Balkans 2014 travel blog

A newer tram

An older tram

Modern Mall

Holiday Decorations

Communist-style housing

More communist-style housing

A Chinese store

An old market

Cute bunnies for sale

Appearance of being a normal town

Except the buildings are all fake fronts. No inside.

Dinner


Winter arrived with a vengeance! I had been farther south and/or on the coast. Now, I'm inland in Beograd (Belgrade, Serbia). It's cold and windy! I ventured out for a few minutes trying to find an ATM. I found it but it's located inside the bank and the bank won't open until 9am. I went to the relative warmth of the train station and studied where the trains go. They aren't many trains and they don't go many places! I wrote down the few options in my notebook. Next, I purchased an all-day bus and tram pass (for about $3). By now, it was almost 9 so I braved the cold again back to the bank. The ATM wouldn't accept my card! I returned to my hotel to put on another layer of clothing.

My next goal was to visit the Muzej Nikole Tesle (Nikola Tesla Museum). I picked up a map from the Tourism Office. The map shows where the museum is and has notations for the bus routes. I have a bus pass, all I have to do now is take a tram to the museum. Right? No. Not so easy. The route notations on my map don't agree with the routes displayed on the map at the tram stop. I decided to trust the map at the tram station and boarded tram #12. Well, apparently the trams don't follow my map or the map at the tram station. As soon at the tram took an unexpected turn, I got off at the next exit. OK. Where am I? I've got a map. This should be easy. Right? No, again. My map uses the roman alphabet. The street signs use the Cyrillic alphabet.

Ignoring the trams and the names of the streets, I reconnoitered on foot by counting intersections. This worked amazingly well and got be directly in front of the museum. The door was unlocked. But, the guard inside said the museum is closed on Mondays. Great!

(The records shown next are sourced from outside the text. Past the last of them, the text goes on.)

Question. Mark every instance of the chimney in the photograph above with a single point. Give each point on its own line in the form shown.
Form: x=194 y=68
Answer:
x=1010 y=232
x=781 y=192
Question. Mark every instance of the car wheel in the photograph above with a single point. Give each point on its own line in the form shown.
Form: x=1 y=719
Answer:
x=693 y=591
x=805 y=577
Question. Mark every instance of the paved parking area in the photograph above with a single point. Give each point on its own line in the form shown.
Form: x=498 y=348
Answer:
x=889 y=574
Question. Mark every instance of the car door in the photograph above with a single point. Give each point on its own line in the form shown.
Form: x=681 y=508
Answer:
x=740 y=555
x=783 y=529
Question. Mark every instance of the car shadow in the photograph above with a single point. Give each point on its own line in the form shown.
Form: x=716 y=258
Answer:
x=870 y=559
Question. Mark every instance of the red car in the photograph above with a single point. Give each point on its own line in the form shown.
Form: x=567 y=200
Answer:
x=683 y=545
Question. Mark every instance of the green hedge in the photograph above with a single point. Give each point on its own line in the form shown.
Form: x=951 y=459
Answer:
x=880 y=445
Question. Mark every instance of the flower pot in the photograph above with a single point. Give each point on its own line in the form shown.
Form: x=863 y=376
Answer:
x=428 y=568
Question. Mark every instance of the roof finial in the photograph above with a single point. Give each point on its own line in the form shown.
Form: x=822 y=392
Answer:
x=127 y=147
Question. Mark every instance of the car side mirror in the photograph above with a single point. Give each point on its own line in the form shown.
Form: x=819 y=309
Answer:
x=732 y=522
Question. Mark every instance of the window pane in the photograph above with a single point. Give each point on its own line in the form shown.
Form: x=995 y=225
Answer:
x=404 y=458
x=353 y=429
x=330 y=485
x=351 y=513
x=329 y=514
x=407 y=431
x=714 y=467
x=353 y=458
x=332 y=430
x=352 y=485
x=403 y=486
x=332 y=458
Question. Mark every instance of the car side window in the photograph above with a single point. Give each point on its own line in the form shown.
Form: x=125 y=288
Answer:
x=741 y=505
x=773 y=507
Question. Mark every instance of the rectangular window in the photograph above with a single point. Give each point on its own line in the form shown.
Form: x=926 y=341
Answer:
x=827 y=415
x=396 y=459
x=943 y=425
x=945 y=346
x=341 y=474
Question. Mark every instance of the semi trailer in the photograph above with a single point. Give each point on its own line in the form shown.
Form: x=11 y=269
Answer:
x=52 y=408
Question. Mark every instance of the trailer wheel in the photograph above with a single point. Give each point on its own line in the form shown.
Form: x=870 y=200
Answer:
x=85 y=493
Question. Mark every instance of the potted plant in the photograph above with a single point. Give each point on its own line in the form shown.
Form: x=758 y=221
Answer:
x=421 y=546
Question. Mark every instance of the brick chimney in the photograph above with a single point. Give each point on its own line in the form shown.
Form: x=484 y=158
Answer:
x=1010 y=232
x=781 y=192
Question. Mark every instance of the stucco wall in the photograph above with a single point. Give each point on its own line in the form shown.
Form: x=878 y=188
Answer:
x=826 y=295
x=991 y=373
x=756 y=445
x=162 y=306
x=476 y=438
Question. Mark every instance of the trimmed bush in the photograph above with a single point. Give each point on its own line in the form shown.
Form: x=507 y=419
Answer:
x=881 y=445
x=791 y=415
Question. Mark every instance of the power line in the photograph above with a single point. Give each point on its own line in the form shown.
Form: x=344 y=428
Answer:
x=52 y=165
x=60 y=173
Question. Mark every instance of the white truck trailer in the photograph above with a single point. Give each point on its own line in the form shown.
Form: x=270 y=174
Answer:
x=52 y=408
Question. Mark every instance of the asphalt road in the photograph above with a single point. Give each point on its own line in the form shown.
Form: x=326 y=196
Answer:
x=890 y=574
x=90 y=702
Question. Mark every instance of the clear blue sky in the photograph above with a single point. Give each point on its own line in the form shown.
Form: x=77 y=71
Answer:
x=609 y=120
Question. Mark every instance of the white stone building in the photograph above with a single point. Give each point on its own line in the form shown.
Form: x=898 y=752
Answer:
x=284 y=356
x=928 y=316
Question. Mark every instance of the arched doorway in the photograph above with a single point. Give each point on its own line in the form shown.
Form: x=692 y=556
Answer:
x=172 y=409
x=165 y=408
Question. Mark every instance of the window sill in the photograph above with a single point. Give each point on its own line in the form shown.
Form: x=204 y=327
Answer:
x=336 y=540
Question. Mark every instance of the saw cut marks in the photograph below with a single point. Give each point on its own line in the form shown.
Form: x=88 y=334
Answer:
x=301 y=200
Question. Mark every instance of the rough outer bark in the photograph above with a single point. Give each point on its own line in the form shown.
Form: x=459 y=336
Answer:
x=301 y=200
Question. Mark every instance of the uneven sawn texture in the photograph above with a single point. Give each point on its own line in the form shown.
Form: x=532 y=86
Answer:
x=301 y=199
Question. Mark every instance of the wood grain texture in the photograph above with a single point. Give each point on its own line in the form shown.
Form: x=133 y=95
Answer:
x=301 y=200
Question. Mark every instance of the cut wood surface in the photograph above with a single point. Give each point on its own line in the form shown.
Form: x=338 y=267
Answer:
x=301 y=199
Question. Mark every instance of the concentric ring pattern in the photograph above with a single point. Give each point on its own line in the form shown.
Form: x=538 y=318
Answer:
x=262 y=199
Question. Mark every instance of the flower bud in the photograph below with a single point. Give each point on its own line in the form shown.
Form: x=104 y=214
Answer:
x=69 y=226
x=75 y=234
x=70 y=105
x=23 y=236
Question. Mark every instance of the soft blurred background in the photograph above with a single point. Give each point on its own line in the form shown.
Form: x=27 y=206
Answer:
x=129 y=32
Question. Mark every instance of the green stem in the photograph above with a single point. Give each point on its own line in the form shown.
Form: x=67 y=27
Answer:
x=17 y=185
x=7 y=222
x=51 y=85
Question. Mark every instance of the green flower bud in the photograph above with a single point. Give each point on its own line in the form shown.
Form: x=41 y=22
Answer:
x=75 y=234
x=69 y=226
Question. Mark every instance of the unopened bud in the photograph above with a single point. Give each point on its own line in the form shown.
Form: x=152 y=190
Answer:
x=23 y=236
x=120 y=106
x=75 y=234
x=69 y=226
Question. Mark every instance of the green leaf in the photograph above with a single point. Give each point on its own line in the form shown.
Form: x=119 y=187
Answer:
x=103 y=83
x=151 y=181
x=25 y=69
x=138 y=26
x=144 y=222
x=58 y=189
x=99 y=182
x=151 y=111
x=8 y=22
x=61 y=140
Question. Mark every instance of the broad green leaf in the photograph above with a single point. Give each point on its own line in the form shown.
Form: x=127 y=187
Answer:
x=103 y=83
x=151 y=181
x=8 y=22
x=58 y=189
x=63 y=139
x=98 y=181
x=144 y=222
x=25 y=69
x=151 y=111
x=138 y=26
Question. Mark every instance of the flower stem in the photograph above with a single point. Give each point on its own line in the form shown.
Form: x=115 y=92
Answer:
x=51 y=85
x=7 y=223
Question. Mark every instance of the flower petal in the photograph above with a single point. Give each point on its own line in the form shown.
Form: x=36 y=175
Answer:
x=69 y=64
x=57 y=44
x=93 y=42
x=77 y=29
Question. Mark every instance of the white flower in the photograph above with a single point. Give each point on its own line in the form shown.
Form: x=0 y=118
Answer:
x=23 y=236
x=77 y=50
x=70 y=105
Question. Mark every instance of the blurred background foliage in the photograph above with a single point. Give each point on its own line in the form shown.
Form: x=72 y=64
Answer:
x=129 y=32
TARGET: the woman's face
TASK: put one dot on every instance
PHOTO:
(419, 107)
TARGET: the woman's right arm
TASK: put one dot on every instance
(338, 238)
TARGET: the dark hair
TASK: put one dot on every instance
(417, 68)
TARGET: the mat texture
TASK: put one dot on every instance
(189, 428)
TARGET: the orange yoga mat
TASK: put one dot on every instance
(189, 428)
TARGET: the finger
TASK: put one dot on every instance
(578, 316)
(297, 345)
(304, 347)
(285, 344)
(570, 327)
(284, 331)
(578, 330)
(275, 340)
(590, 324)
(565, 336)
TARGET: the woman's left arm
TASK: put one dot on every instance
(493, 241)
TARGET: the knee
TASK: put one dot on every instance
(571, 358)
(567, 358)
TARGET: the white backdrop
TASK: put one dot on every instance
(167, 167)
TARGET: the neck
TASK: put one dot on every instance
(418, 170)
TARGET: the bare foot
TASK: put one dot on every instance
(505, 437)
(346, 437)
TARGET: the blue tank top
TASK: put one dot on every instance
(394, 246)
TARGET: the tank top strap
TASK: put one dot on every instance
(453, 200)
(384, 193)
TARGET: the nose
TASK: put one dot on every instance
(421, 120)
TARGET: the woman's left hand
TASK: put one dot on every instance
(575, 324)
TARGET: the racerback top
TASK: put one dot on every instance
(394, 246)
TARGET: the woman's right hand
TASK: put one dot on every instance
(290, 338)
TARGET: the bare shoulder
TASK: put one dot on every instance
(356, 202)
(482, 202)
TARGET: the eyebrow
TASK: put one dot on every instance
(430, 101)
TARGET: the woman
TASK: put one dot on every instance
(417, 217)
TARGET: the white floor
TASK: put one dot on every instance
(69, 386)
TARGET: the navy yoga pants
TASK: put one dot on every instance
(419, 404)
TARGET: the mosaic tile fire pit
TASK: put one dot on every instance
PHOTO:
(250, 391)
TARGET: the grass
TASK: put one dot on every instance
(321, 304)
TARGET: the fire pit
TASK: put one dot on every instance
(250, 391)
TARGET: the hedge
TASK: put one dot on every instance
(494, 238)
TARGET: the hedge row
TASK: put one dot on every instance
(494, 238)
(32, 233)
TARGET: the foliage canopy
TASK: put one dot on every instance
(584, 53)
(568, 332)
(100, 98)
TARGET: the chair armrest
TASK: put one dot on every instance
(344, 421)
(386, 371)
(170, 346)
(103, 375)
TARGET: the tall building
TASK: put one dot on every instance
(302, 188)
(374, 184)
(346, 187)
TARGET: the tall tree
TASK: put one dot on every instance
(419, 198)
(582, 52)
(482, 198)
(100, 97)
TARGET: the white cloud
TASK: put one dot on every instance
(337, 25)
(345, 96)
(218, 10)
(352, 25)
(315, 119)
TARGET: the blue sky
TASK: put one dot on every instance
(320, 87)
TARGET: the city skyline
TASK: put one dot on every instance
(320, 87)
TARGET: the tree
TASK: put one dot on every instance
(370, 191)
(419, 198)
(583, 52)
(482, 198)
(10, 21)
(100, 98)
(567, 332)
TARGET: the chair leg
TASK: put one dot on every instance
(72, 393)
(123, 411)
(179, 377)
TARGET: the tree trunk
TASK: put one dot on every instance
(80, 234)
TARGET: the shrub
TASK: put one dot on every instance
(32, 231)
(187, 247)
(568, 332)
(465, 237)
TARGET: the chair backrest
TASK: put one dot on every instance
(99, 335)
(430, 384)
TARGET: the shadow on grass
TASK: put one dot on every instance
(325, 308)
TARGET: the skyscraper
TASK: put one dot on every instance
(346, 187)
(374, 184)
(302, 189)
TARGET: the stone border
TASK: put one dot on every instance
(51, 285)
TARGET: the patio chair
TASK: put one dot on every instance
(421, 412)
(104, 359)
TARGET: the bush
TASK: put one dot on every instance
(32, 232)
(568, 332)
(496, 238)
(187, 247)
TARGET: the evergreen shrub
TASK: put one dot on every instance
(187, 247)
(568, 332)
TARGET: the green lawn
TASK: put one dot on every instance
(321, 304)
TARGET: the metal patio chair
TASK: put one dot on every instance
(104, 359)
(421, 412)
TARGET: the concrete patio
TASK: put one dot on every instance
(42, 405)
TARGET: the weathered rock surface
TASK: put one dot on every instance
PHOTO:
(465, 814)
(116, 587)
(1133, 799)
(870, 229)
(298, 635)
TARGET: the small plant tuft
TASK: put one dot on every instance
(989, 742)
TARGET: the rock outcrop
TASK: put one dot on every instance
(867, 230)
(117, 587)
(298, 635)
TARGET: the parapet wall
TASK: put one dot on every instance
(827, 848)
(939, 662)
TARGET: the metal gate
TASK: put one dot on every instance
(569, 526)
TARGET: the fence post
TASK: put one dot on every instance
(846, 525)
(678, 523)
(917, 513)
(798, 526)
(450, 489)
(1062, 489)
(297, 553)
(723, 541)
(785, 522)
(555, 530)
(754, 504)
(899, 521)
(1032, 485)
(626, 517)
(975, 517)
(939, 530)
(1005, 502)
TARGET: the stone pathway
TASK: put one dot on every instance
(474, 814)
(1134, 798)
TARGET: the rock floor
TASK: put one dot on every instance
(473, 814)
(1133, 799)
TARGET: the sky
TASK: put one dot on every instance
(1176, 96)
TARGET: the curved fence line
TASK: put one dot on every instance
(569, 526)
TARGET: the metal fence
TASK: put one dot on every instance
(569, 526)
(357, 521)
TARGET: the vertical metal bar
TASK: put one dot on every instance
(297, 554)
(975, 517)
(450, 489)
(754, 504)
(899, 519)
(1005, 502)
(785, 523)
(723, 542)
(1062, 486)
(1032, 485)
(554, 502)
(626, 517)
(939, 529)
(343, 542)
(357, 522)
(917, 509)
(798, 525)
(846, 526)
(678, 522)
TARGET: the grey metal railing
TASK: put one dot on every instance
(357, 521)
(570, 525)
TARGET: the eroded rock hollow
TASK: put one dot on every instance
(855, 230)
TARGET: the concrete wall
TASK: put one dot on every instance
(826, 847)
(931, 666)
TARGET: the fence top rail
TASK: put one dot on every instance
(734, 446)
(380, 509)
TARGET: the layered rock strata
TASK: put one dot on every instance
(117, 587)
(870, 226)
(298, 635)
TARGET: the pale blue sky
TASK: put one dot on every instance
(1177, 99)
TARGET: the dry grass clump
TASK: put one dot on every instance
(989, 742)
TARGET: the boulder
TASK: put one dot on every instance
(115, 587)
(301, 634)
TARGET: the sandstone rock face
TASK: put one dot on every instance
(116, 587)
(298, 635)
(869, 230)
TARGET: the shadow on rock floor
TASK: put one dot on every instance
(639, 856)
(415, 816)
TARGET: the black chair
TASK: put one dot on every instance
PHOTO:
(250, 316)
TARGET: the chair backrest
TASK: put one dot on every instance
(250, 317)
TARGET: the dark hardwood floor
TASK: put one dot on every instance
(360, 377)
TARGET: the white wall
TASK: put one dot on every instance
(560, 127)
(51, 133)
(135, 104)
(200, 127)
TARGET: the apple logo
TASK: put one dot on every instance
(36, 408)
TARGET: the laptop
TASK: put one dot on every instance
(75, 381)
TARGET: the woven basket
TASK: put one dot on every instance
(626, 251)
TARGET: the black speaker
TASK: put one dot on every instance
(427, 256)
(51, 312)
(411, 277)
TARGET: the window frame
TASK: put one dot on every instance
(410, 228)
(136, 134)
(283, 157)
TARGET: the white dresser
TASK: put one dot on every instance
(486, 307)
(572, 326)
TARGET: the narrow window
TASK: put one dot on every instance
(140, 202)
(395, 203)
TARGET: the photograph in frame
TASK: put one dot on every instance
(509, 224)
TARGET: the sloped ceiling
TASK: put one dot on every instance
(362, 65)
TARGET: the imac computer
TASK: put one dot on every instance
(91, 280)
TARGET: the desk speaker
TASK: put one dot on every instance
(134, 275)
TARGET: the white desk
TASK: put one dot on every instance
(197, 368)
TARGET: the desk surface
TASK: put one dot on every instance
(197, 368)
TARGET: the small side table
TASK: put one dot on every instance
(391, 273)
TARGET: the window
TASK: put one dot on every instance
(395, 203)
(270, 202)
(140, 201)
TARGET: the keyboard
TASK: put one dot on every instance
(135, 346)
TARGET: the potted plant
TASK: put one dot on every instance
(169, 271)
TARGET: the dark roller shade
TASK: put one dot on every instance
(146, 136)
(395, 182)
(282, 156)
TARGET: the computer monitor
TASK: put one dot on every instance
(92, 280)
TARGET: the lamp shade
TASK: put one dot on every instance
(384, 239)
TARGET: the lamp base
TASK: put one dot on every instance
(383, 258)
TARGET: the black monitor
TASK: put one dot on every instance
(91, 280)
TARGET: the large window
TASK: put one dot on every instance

It's too cold to stay outside for a long time. The museums are closed. Now what?

I decided on an activity I've enjoyed for my whole life. When I was a little boy, my grandmother would buy me an all-day pass on the Boston MTA (now called the MBTA). We'd spend most of the day getting on and off of MTA trolleys going random places.

I've got an all-day pass and a whole city to explore! So, I just randomly jumped onto trams that seemed to be going in interesting directions.

I found a large, modern mall. Best of all, it was heated! It has everything you'd expect in a mall: clothing, jewelry, electronics, and a food court. Interestingly, the only restaurant in the food court with a long line was McDonald's. There were some holiday decorations but there was no Santa.

I also found an old market where almost all of the vendors were Asian, primarily but not exclusively Chinese. So that's where they've been hiding!

One of the locations I accidentally came upon still confuses me. If it looks to you like a scene out of the movies, I think you're right. From one angle, you could see a normal looking town with street cars but no people. But, from any other angle, you see that the buildings are just fronts. The whole area was protected by wire fences but I couldn't find any signs (in any language) explaining what it was. Discovering places like this is part of the fun of random travel!

This evening I had dinner with the parents of someone I used to work with in Massachusetts. We had never met before but thought this would be a good occasion to get together. Since I have no idea about the local foods and they have no idea what i like, we decided to order three different meat dishes. Then, we shared a little bit of each type of meat. It turned out to be a great idea because I got to try out several different styles.